There was a moment where time seemed to pause. Justin, with his golden-boy looks and quarterback shoulders in his letterman jacket, his light-brown hair still damp from morning practice, turned to look at me.

He’d glanced at the Pride sticker on my folder, and his lips had curled into a sneer.

“That must be why you’re so good with computers. All that time alone in your room practicing being handy.” The innuendo dripped from his words like poison.

And that was it. The moment when everything began.

Because Justin’s comment seemed to give everyone explicit permission to make me their metaphorical punching bag for the remainder of high school.

Besides the occasional trip or shove, the bullying wasn’t particularly physical. But I soon learned words can leave bruises that last longer than any punch.

All my classmates called me Handy Andy. It got to the point where some of the teachers slipped up and also called me that by accident.

Then there were the countless jokes linking my sexuality and hand jobs. They’d mime inappropriate gestures whenever I raised my hand in class. The elaborate mocking in the cafeteria if I happened to pick up a banana or hot dog for lunch. The way they’d target anyone friendly to me had the net result of turning me into a social pariah.

Every time they saw me, Conner and Tad would make a beeline toward me, with Justin trailing behind.

Justin wasn’t usually the one to initiate the torment, but he had this way of delivering carefully crafted comments with surgical precision, each one finding the exact spot that would hurt most. “Careful, everyone. Handy Andy’s getting excited,” he’d say with that practiced smirk when I’d raise my hand in class.

I’d once shared a solution in computer science, only to have Justin drawl, “English, please, some of us don’t speak virgin,” causing laughter to ripple across the room.

Once, I’d worn my NASA sweatshirt from space camp to school. Justin spotted it from across the cafeteria and loudly wondered if my space mission was to find someone willing to touch me.

I still remember once, when I was a sophomore, Connor had deliberately bumped his shoulder into me after Chemistry, causing me to drop the armful of stuff I was carrying. Justin had waited for his friends to leave before he’d bent down and scooped up my battered copy of Snow Crash with its carefully preserved Neal Stephenson autograph, smoothing out the crumpled cover before handing it back to me without looking me in the eyes.

Somehow, the flashes of humanity Justin occasionally showed made it worse. He knew how wrong it was, and he knew that at any time, a simple comment from him would stop my torment, yet he still continued.

These memories are fresh in my mind, so as soon as Adam has retreated to his desk, I log into my computer and examine DTL Enterprises’ system’s security settings.

Yeah, not great.

It’s like they’ve installed a high-tech alarm but left all the windows wide open.

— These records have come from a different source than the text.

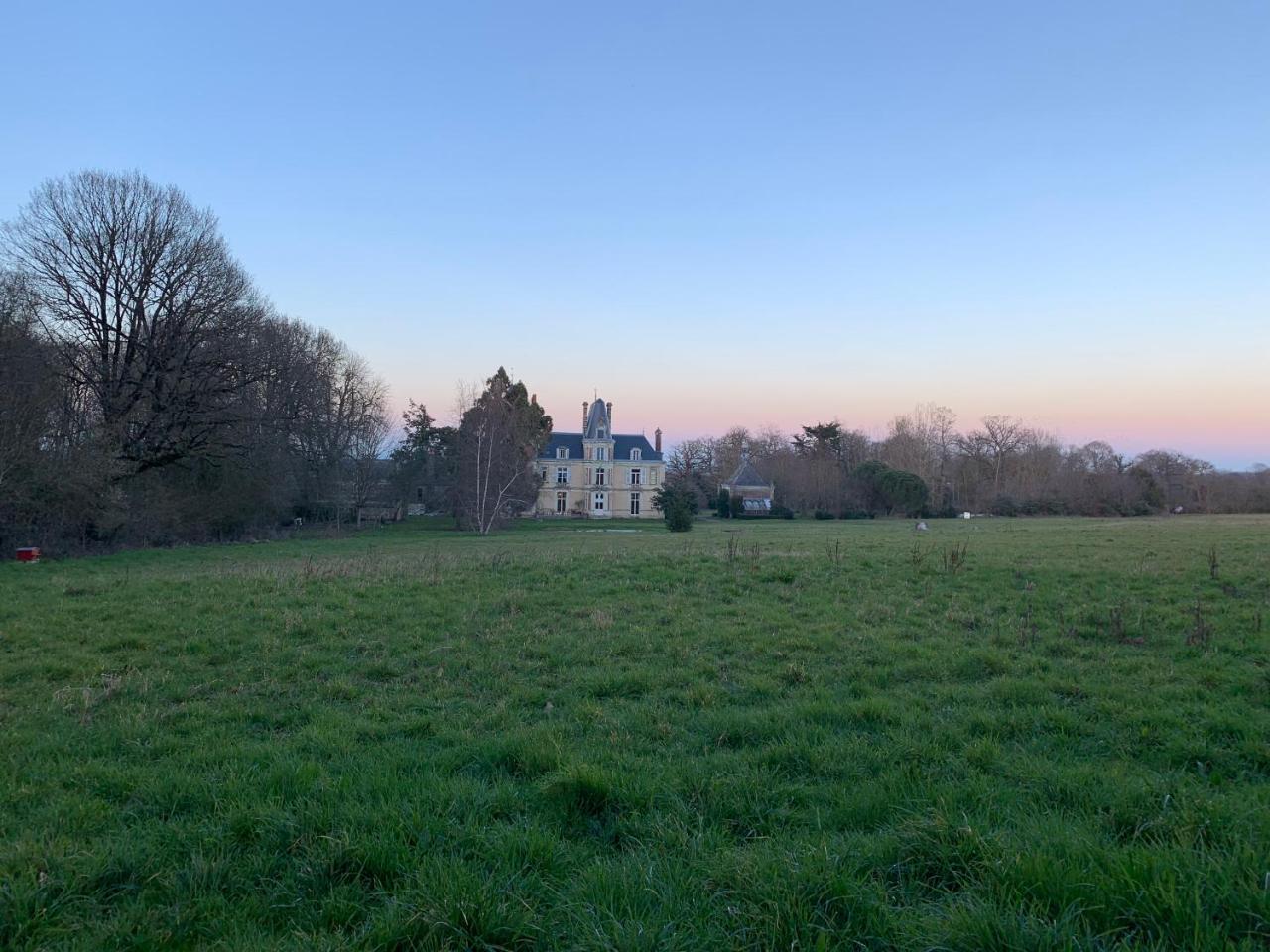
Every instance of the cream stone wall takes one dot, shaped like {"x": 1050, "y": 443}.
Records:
{"x": 581, "y": 485}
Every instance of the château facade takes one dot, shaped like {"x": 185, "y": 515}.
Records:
{"x": 597, "y": 472}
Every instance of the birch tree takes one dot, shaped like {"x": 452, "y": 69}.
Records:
{"x": 500, "y": 433}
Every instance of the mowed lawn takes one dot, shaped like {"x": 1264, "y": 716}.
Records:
{"x": 757, "y": 735}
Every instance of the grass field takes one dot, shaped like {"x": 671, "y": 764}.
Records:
{"x": 794, "y": 735}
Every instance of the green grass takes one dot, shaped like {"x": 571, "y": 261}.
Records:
{"x": 561, "y": 738}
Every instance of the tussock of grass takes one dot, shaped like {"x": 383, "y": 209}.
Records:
{"x": 1044, "y": 734}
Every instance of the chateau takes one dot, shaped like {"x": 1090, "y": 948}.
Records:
{"x": 597, "y": 472}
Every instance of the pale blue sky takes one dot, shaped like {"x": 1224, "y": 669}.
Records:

The code flows easily, muscle memory taking over. That old spark shoots through me, the pure satisfaction of solving a problem through elegant programming. It reminds me of the early days of NovaCore, before board meetings and profit margins replaced the simple joy of building something that works.

It only takes me ten minutes of coding to create a backdoor into the system that’s as invisible as I tried to be in high school.

Although this time, I’m choosing to be invisible.

Because the revenge game is about to begin.